En temps normal, la Direction générale de l’enseignement obligatoire (DGEO) effectue au moins une visite par année au domicile des enfants scolarisés dans un cadre parental. «En 2020 et 2021, à cause du Covid et pour éviter les contaminations, ces contrôles ont été remplacés par des visioconférences», rapporte à watson le directeur de ce service de l’Etat de Vaud, Giancarlo Valceschini. Ce dernier confie être «sous le choc» du drame survenu jeudi dernier à Montreux, qui a été fatal à quatre personnes d’une même famille, alors que l’adolescent censément scolarisé à domicile a échappé à la mort.
Une enquête étant en cours, Giancarlo Valceschini ne souhaite pas s’exprimer sur ce cas précis. Mais il est possible qu'en raison de la pandémie, la DGEO ne se soit pas rendue deux années de suite au domicile du garçon pour vérifier l’état de ses connaissances, privilégiant des entretiens à distance. Qui auraient donné satisfaction.
Quoi qu’il en soit, cette année, la famille de l'adolescent, de nationalité française, établie depuis trois ans à Montreux, logée au septième et dernier étage d'un immeuble, n’allait pas couper à la venue en bonne et due forme de la DGEO. C’est parce que ses appels et courriers (au moins un appel téléphonique, un premier courrier, suivi d’un recommandé) sont restés sans réponses que la DGEO a passé le relais à la préfecture de Riviera-Pays-d’Enhaut.
Une procédure judiciaire a alors été engagée, avec mandat d’amener délivré contre le père, qui devait être conduit jeudi matin dans les locaux de la préfecture, à Vevey, pour y être entendu. Les deux gendarmes dépêchés au lever du soleil à cette fin auront frappé, en vain, pendant une demi-heure, à la porte de ce dernier. Ils ne pouvaient prévoir la suite tragique. Avant qu'il ne reçoive la visite des gendarmes, le père avait été sommé par courrier de se présenter à la préfecture, ce qu'il n'avait pas fait. Mais, précise-t-on côté police:
«Les dénonciations de la DGEO au préfet pour non-respect de scolarisation à domicile sont extrêmement rares. Ces cinq dernières années, il y en a eu deux, dont celle concernant l’adolescent de la famille montreusienne», affirme Giancarlo Valceschini.

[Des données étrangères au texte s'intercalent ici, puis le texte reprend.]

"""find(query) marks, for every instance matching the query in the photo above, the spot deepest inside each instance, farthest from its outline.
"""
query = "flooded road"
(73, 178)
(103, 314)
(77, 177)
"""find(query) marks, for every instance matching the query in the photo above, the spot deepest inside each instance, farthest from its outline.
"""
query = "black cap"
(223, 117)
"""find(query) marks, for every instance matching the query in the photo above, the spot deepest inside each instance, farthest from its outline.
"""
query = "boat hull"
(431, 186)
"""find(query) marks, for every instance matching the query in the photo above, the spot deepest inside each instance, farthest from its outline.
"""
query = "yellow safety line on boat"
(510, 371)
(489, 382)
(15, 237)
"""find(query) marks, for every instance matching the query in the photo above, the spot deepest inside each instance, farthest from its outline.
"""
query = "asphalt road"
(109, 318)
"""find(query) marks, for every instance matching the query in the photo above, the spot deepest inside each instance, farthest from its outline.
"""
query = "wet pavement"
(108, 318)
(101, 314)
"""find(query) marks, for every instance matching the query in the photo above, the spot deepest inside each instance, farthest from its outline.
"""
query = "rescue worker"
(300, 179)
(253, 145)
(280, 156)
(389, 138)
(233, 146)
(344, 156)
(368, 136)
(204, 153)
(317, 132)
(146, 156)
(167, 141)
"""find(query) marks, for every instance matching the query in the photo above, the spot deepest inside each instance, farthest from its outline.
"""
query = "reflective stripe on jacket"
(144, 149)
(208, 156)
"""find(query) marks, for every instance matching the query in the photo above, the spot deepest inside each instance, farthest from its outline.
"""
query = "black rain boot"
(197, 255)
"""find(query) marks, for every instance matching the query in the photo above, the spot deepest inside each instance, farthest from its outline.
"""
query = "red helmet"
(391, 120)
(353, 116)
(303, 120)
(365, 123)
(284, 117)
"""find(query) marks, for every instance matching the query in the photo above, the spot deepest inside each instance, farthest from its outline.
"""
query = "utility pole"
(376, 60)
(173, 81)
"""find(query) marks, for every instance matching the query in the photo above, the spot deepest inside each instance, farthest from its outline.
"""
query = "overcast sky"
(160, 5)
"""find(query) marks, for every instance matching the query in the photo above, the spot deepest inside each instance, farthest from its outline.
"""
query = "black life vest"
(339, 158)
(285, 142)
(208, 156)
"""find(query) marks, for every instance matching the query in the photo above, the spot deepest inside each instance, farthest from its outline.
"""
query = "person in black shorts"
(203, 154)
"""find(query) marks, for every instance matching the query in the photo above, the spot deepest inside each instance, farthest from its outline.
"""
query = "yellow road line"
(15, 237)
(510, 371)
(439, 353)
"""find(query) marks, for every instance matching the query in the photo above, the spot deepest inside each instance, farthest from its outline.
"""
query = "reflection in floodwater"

Dans cette tragédie, la petite sœur de huit ans, décédée en même temps que ses parents et sa tante, sera restée inconnue de l’Etat de Vaud.
Ce matin du 24 mars, les plus proches voisins de la famille de ce malheureux septième étage ne se souviennent pas avoir entendu des cris. Y a-t-il eu suicide collectif? Assassinat perpétré par au moins l'un des membres de la famille envers les autres? La police cantonale vaudoise examine ces différentes pistes.

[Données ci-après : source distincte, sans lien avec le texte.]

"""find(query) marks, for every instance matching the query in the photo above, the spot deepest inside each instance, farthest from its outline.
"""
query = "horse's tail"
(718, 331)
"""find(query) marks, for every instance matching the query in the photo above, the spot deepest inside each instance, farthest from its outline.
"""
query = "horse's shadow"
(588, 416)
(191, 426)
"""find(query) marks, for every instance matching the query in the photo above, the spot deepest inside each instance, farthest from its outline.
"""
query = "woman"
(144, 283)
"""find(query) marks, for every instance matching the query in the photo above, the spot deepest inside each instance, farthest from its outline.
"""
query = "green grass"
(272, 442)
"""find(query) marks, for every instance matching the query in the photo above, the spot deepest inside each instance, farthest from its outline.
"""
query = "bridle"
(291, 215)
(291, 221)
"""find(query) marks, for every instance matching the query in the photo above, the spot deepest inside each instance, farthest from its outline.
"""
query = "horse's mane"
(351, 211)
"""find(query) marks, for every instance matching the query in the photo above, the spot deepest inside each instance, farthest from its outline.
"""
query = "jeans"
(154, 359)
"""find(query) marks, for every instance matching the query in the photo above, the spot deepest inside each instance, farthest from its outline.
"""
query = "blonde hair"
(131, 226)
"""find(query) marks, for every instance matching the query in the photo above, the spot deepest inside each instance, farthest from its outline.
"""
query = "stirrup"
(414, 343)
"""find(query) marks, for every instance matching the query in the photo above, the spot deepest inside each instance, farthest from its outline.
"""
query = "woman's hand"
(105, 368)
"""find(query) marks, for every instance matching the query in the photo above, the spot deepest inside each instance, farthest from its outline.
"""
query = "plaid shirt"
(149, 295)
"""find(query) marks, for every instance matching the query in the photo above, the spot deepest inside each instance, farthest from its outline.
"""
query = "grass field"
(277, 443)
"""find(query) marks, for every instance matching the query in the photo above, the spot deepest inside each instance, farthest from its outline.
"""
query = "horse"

Une famille qui vivait pour ainsi dire en vase clos, comme pris au piège de cet appartement d’angle, apparemment enregistré au nom de l’épouse, 41 ans, une dentiste qui n’exerçait plus depuis 2015, marchant aidée d’une canne, rapportent des habitants de l’immeuble. Le père, 40 ans, diplômé de la prestigieuse Ecole Polytechnique, s’était reconverti dans la billetterie en ligne. La sœur jumelle de l’épouse était une ophtalmologue réputée qui avait semble-t-il réduit son taux d’activité.

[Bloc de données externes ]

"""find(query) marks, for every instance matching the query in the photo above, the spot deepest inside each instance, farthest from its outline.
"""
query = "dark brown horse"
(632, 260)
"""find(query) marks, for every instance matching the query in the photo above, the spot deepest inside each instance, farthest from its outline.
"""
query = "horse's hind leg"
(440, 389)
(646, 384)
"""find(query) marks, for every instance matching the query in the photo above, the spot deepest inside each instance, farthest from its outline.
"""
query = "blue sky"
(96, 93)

Une dame des étages du bas de l’immeuble garde un bon souvenir de cette famille «toujours aimable et souriante», qu’elle croisait aux boîtes aux lettres. D’autres résidents n’en disent pas autant, qui s’en rappelle comme de personnes répondant à peine aux «bonjours» et aux «bonsoirs». «Ils se déplaçaient toujours ensemble, à quatre ou cinq dans l’ascenseur pourtant assez étroit, le père placé devant le reste de la famille, comme en protecteur», témoigne un habitant.
Le matin du drame, peu après les faits, un résident dit avoir entendu une habitante appeler la gérance immobilière pour lui reprocher de ne pas avoir donné suite aux alertes dont elle lui aurait fait part au sujet de cette famille. La gérance ne souhaite pas commenter ces propos.
La famille avait un comportement jugé inhabituel, qui, pour le moins, intriguait. Elle sortait peu la journée, se faisait livrer des cagettes de victuailles. L’année dernière, en octobre, alors visiblement absente, une quantité importante de colis en carton s’étaient entassés devant sa porte pendant une semaine entière. A l'entrée, à hauteur d’œilleton, un pendentif portant l'inscription «Jesus is the Reason for the Season», un titre de gospel, témoigne de la présence passée de cette famille à cette adresse.